Do you recognize them?  Ormond, Kelvin and Bryce H

  

 Then somehow the day comes that you are 58 or 68 and you have no idea where those years disappeared to. I guess the years went wherever my black hair went, to be replaced with bare scalp and grey stubble...the same place that belly came from, no doubt.

    And suddenly you stop counting up and start counting down.  All of us get a to point that we can see the horizon and know, just on the other side of that horizon, is the great unknown.

    The world is not flat, but life certainly is: there is an edge that each of us reach and beyond that edge is just a black abyss.

    Unfortunately, at the end, when the end is just over there, time slows down and starts dragging like our childhood summer.

     Except now that endless summer is filled with painful joints, failing hearts, swollen prostates and burgeoning cancers. The days are tracked by doctor's appointments and hours are marked by which drug come with or without food. And pain is ever present.

   Counting down....what I call "Waiting for Godot"; standing around making pointless small talk waiting for the arrival of the important and expected party guest, Death (I hear he likes peanut butter and vaguely looks like Brad Pitt).

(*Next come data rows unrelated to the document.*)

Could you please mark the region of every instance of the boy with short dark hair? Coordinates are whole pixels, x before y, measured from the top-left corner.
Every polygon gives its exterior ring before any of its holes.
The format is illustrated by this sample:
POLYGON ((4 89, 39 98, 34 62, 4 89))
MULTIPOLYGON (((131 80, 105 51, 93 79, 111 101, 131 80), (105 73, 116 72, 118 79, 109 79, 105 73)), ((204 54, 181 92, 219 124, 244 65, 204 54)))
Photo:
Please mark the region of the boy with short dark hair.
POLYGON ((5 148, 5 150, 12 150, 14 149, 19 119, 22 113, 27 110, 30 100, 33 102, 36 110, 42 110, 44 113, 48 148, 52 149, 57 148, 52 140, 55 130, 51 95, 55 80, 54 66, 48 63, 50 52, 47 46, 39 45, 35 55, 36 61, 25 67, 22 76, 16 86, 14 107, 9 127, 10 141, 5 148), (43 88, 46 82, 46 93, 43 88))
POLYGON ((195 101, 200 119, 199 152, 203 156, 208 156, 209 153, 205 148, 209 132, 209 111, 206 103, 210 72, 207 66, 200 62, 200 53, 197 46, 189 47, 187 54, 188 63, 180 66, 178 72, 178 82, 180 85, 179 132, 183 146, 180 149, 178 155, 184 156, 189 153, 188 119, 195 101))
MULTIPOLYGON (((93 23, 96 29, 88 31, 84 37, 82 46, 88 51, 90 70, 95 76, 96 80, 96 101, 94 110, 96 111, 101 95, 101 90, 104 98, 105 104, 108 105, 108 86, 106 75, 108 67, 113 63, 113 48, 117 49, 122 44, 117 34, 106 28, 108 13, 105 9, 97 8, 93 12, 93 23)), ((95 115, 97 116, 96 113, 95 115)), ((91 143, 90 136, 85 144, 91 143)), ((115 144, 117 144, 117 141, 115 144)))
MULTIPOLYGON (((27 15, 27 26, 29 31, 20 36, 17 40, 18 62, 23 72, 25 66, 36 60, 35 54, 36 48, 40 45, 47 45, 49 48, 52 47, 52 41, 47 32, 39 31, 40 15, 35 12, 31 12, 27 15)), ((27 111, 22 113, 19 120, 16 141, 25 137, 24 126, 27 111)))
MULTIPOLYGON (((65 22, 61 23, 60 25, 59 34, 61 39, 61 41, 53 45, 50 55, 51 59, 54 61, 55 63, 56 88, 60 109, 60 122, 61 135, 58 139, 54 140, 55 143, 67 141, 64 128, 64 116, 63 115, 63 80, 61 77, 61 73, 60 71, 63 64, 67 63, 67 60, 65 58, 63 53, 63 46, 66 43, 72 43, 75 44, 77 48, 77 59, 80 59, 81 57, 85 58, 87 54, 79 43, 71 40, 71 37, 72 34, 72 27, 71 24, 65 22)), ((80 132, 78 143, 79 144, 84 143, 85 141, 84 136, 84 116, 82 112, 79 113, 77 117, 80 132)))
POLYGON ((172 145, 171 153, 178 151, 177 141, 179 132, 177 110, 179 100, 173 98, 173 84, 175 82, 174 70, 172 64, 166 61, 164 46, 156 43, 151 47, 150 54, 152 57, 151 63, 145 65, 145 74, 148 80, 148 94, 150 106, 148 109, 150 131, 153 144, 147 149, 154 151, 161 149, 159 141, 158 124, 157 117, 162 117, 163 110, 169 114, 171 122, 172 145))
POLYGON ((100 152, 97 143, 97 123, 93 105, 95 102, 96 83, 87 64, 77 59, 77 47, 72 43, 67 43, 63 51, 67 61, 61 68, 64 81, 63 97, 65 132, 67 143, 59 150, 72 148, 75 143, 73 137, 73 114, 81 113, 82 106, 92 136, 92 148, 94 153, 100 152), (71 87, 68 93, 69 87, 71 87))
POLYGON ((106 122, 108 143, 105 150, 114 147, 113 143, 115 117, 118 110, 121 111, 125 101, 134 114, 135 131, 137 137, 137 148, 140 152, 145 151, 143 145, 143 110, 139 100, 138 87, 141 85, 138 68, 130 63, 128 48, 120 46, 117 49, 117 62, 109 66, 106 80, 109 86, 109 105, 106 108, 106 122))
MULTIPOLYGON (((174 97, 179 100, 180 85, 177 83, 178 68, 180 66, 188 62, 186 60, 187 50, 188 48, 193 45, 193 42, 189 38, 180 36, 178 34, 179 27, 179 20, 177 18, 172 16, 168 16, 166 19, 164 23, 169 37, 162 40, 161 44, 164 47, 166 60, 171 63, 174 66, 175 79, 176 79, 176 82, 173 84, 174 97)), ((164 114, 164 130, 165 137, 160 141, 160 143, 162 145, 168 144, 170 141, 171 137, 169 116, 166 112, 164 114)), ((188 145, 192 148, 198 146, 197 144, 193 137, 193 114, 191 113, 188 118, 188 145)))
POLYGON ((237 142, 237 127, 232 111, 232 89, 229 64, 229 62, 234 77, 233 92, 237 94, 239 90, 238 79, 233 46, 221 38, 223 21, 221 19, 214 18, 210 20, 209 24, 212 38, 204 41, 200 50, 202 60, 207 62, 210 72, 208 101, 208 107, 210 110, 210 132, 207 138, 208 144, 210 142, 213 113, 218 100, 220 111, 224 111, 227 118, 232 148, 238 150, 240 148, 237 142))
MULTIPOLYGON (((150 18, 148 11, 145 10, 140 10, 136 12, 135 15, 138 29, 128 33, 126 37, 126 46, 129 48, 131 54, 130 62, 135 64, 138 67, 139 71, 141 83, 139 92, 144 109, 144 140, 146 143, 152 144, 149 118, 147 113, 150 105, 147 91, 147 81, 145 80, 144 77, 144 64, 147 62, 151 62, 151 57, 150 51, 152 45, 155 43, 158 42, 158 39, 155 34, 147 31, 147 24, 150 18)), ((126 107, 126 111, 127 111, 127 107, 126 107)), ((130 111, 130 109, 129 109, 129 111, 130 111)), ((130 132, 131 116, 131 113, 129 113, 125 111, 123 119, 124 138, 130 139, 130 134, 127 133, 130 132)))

Tick tick tick.

    My realization of how short my days are came at a family funeral of my cousin Amy  Olive Fleming. 

    Amy had been a force of nature, a mover and a shaker. For the majority of her life she had lived in Nanaimo, really just two hours away from my current home.  I had never really made the slightest effort to visit with her.  I had passed on the chance to get to know somebody who was truly special within her own community. I hadn't made any time for Amy.

    It was only after the funeral, as I sat around chatting with the few cousins left, that I realized that each of us remembered a few crumbs of our family's history, but none of us knew any real details.

    And our children, the next generation,  have no knowledge of where they came from at all.  In the modern world, apparently, chickens don't come from eggs; they just appear spontaneously without any progenitors at all.

    Banksy, the famous urban artist, once quipped "Each of us die twice: once when we stop breathing and once again when our name is said for the last time"

    If we don't at least try to remember their names, our ancestors are, at last, truly dead.  

    We all have to remember that what comes around, goes around.  Forgetting your past gives your decedents license to erase your existence too.

      It's all about a legacy.  Big or small, we want to leave something lasting behind. Our legacy.

    This blog is about the family as I remember it.  My memory is by no means what it once was and I have always had the policy of never letting the absolute truth get in the way of a good story.  Some of my tales here will be barely more than stories and I sure as hell am not apologetic about that.

    Nobody appreciates boring.

    Teulu is the word for "family" in Cymraeg, or Welsh Celtic, hence the name of the "blog".


A span of three generations from three families.